New Times
- Frequency: Bi-weekly
- Circulation: 350,000
- Publisher: George A. Hirsch
- ISSN: 0092-2463
- OCLC: 1789075

= New Times (magazine) =

American glossy bi-weekly national newspaper

New Times was an American glossy bi-weekly national newspaper published from 1973 to 1979 by George A. Hirsch.

==History==
Hirsch had been publisher of New York magazine, but resigned after conflicts with Clay Felker, the magazine's founder and editor. New Times began as a bridge between the newsweeklies and the more reflective monthly opinion magazines, notably Harper's and The Atlantic. The first issue appeared in October 1972. Initially, the magazine featured a marquee roster of the era's best-known new journalists, including Jimmy Breslin, Pete Hamill, Jack Newfield, Mike Royko, and Dick Schaap.

However, as the magazine's ad revenues lagged, contributions from the big names soon dried up, and under the editorship of Jonathan Larsen, New Times shifted to a more investigative journalistic approach, publishing articles on topics such as the CIA, congressional committees, political spying, political activism, the murder of Mary Pinchot Meyer, the cult or system of psychological training est and the JFK assassination "cover up" thesis.

===Contributors===
Contributors were often freelance writers, many just out of college, including Frank Rich, Ron Rosenbaum, Nina Totenberg, Harry Stein, and Geoffrey Wolff.
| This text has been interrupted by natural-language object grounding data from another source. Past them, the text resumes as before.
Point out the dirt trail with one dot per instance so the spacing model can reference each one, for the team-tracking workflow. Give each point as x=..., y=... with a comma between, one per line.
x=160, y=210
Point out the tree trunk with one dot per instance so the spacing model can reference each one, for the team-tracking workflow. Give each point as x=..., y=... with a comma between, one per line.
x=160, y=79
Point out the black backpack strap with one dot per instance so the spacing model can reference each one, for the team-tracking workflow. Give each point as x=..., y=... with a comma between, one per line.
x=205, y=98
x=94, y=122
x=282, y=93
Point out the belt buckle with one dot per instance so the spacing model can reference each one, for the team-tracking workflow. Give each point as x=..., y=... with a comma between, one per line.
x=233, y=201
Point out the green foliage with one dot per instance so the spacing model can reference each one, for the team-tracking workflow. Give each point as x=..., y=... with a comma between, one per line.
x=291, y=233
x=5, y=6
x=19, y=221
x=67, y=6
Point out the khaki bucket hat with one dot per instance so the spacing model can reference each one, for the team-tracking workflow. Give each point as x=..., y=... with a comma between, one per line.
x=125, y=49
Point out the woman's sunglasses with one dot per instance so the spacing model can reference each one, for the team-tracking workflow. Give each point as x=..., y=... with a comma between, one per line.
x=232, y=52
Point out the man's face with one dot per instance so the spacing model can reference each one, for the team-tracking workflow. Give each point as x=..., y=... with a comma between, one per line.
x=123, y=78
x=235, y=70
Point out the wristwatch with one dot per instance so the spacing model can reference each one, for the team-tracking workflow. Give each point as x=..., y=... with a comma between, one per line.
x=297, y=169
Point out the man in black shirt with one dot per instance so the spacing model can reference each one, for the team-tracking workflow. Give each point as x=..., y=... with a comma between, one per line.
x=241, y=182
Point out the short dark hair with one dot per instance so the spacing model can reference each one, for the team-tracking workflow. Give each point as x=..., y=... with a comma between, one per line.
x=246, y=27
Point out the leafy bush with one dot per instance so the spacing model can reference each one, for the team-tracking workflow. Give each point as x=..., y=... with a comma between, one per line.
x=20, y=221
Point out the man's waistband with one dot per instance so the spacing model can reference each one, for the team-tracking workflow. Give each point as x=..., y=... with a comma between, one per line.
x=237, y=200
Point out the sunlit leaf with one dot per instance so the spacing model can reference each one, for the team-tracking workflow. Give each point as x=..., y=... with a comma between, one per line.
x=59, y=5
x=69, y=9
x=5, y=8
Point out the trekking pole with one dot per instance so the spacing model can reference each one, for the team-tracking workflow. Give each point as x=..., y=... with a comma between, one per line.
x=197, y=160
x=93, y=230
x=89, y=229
Robert Sam Anson was political editor and Robert Shrum was a political columnist. The late NBC television executive Brandon Tartikoff was an occasional contributor.

Typical of the magazine's later direction, one issue featured a cover depicting Bozo the Clown behind the Presidential podium, a broad comment on the mistakes and misadventures of then-U.S. President Gerald Ford. Another issue saluted the 10 Dumbest Congressmen, judging Charles Grassley, then a Representative from Iowa, as the so-called King of Dumb.

New Times never found a sufficient base of advertisers. The magazine's final issue was published on January 8, 1979. Hirsch then launched The Runner magazine, one of the first of a new era of specialty "active lifestyle" monthlies in 1979, after initially creating it as the New York City Marathon's official program in 1977.